Trwa 28. sesja Rady Miasta Płocka. Od godziny rajcy debatują o odpadach. Zgodnie ze znowelizowaną ustawą za gospodarkę odpadami odpowiedzialna będzie gmina, w Płocku – od 1 lipca 2013 r. Obecnie świeci od właściciela nieruchomości (gospodarstwa domowego) odbierają specjalistyczne firmy, im płacimy. W przyszłym roku, od lipca, opłaty trafią do gminy, a ona w przetargu wyznaczy odbierających nieczystości.
- Ile będą płacić mieszkańcy, jaka będzie metoda naliczania należności za wywóz śmieci?

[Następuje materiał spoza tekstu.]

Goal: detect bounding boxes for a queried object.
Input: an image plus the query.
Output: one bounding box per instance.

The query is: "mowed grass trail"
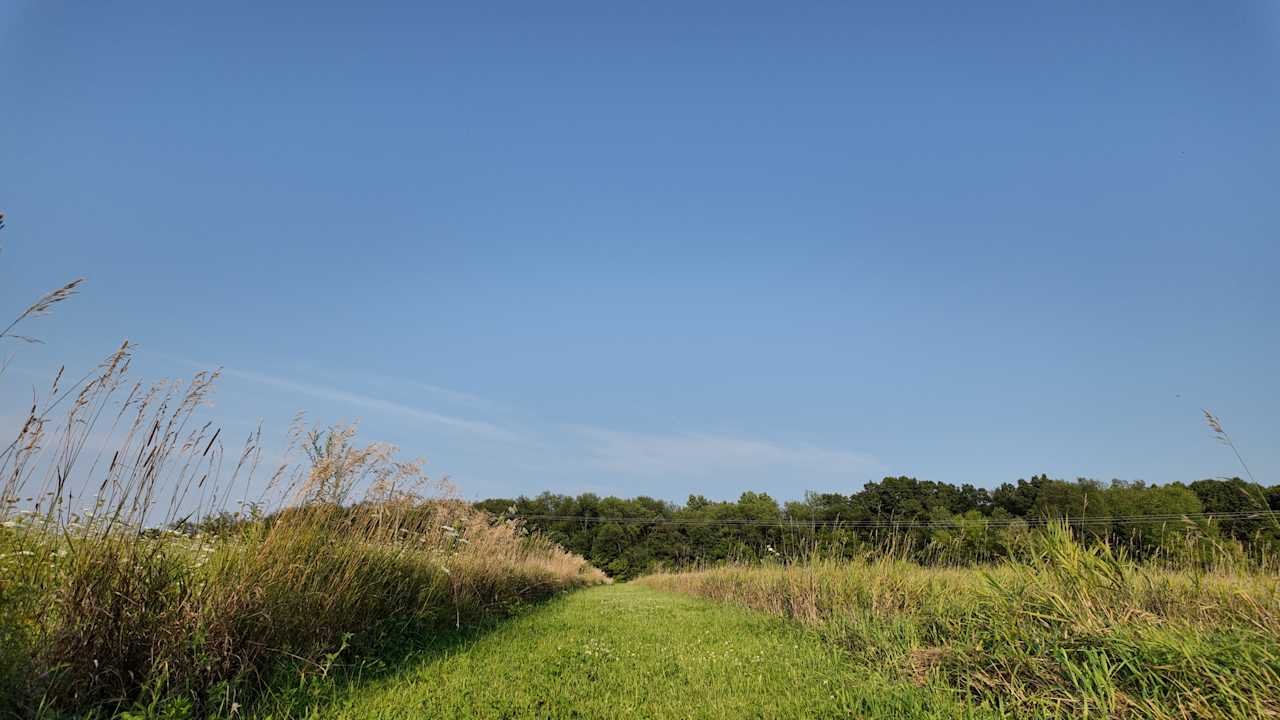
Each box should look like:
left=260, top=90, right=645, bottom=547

I co się stanie z pracownikami firm, które do tej pory zajmowały się tą sprawą, na przykład z miejskiej Sity? Czy zostaną przyjęci do Urzędu Miasta Płocka? - dociekała radna PiS Wioletta Kulpa.
- Zatrudnianie pracowników w Ratuszu odbywa się na zasadzie konkursu, nie możemy przejmować pracowników z prywatnych firm – zaznaczył prezydent Nowakowski. - A opłaty? Metraż mieszkania jest najprostszy, ale na 50 mkw. może mieszkać jedna osoba, a może i sześć. Szukamy metody sprawiedliwej.
Do tej pory odbiorem nieczystości w Płocku zajmują się Sita, Remondis i Eko Maz, ale mają zlecenia i spoza miasta. Ile będziemy płacili od lipca przyszłego roku, jeszcze nie wiadomo. Miasto zostanie podzielone na cztery sektory. - Nie wszystkie firmy, które poprosiliśmy o przekazanie danych, udzieliły nam odpowiedzi, zasłaniają się tajemnicą. Wiemy, że stawka waha się od 10 do20 zł na mieszkańca, w lipcu przyszłego roku może to być 14-15 zł, może troszkę mniej – prorokują w Ratuszu. - Będą dwie stawki, niższa dla odpadów selekcjonowanych.
Przy stawce ok. 15 zł od osoby miesięcznie to w skali miasta 2 mln zł co miesiąc. - Czy po pół roku, gdy okaże się, że nie kosztuje to aż 2 mln zł, to będziemy korygowali w dół? - pytał radny SLD Arkadiusz Iwaniak.
- To radni ustalą stawkę, nie wiadomo, czy będzie to 15 zł, raczej około 12 zł. To stawka podstawowa, a będzie niższa, gdy ktoś zadeklaruje, że będzie prowadził selektywną zbiórkę odpadów, na przykład 9-10 zł. A my będziemy to kontrolować – precyzował Nowakowski. - Po kwartale będziemy mieli wiedzę, jak sytuacja wygląda, czy możemy obniżyć stawkę w kolejnym roku. Nie przewidujemy tu szalonych podwyżek i obciążeń dla mieszkańców. Ale jeśli po rozliczeniu okaże się, że zebraliśmy za mało, to trzeba będzie dopłacić z budżetu miasta.
Problemem może być windykacja, egzekucja należności od właściciela nieruchomości. - A może jakieś dopłaty z budżetu miasta? To by nam się opłaciło, miasto byłoby czystsze – pytał radny PO Grzegorz Lewicki.
Prezydent był sceptycznie nastawiony: - Możemy ustalić stawkę nawet na 1 zł od osoby miesięcznie, a potem dopłacać grube miliony. Jak w Wodociągach, gdy brakowało 12 mln zł! I zwolnimy mieszkańców od płacenia, a zabraknie na inwestycje, za chwilę zajmujemy się budżetem na 2013 rok.